Uganda Bantah Bandaranya Diambil Alih China Karena Utang Rp2,8 Triliun
KAMPALA, LENTERASULTRA.COM – Uganda membantah bahwa Bandara Internasional Entebbe telah diambil alih China karena gagal membayar utang USD200 juta atau setara dari Rp2,8 triliun). Juru bicara Otoritas Penerbangan Sipil Uganda (UCAA), Vianney M. Luggya melalui tweet via akunnya, @UCAA_Spokesman, mengatakan laporan itu salah dan dia anggap hoaks.
“I wish to make it categorically clear that the allegation that Entebbe Airport has been given away for cash is false. @GovUganda can’t give away such a national asset. We have said it before and repeat that it has not happened. There isn’t an ounce of truth in it.
“Saya ingin menjelaskan dengan tegas bahwa tuduhan bahwa Bandara Entebbe telah diserahkan untuk uang tunai adalah salah. @GovUganda tidak bisa memberikan aset nasional seperti itu. Kami telah mengatakannya sebelumnya dan mengulangi bahwa itu tidak terjadi. Tidak ada satu ons pun kebenaran di dalamnya,” ujarnya dikutip dari asiatoday.id.

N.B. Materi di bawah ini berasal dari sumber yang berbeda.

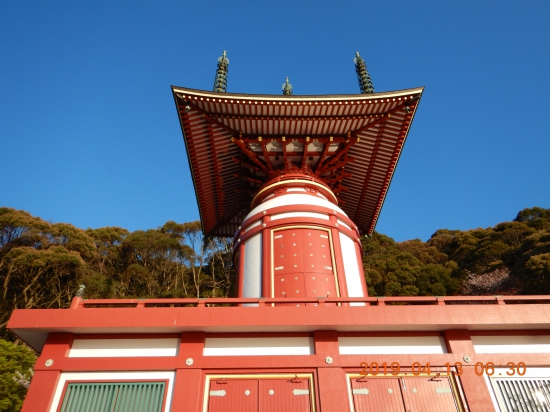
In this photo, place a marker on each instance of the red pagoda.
(296, 181)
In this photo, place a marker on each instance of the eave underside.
(236, 142)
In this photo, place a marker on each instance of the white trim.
(275, 346)
(253, 267)
(113, 376)
(512, 344)
(294, 199)
(300, 214)
(500, 373)
(351, 269)
(272, 98)
(122, 348)
(344, 224)
(252, 225)
(392, 345)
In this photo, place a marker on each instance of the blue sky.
(89, 133)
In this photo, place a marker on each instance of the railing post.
(75, 303)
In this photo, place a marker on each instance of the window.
(114, 397)
(522, 394)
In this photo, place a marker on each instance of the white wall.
(351, 269)
(258, 346)
(512, 344)
(120, 348)
(389, 345)
(253, 267)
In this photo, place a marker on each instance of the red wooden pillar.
(333, 388)
(475, 388)
(46, 374)
(188, 382)
(40, 394)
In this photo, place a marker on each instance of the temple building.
(296, 181)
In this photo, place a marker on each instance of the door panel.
(380, 395)
(429, 395)
(304, 254)
(239, 395)
(288, 395)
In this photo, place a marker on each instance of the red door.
(380, 395)
(429, 395)
(239, 395)
(302, 264)
(288, 395)
(263, 395)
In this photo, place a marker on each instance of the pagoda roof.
(236, 142)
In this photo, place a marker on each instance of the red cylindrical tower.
(297, 242)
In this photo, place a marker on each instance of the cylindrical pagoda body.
(296, 242)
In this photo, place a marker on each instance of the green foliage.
(42, 264)
(16, 365)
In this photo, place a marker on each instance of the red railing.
(79, 303)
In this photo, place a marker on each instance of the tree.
(16, 370)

Sebagai referensi, Uganda meminjam USD200 juta dari Export-Import Bank of China (Exim Bank) untuk memperluas Bandara Internasional Entebbe. Perjanjian pinjaman itu ditandatangani pada 2015.
Surat kabar lokal, The Monitor, melaporkan Uganda sedang berusaha untuk mengubah perjanjian pinjaman yang ditandatangani dengan China pada tahun 2015 untuk memastikan pemerintah tidak kehilangan kendali atas satu-satunya bandara internasional negara itu.

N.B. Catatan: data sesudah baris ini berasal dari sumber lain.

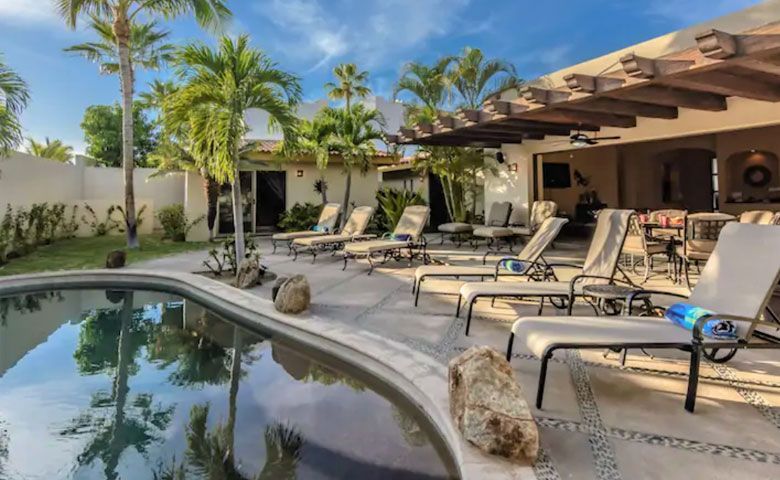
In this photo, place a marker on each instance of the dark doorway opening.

Laporan itu mengutip sumber-sumber yang mengetahui masalah tersebut. Di antara klausul yang ingin diubah pemerintah Uganda, lanjut laporan The Monitor, adalah perlunya Otoritas Penerbangan Sipil Uganda untuk meminta persetujuan dari pemberi pinjaman China untuk anggaran dan rencana strategisnya.
Aturan lain mengamanatkan bahwa setiap perselisihan antara para pihak harus diselesaikan oleh Komisi Arbitrase Ekonomi dan Perdagangan Internasional China. Dalam perjanjian awal, pinjaman USD200 juta harus dibayar selama 20 tahun dan Uganda masih dalam masa tenggang tujuh tahun.
Kemajuan pekerjaan bandara yang dibangun pada tahun 1972 ini telah mencapai 75,2 persen, dengan dua landasan pacu telah mencapai penyelesaian keseluruhan 100 persen. Bandara Internasional Entebbe menangani lebih dari 1,9 juta penumpang per tahun.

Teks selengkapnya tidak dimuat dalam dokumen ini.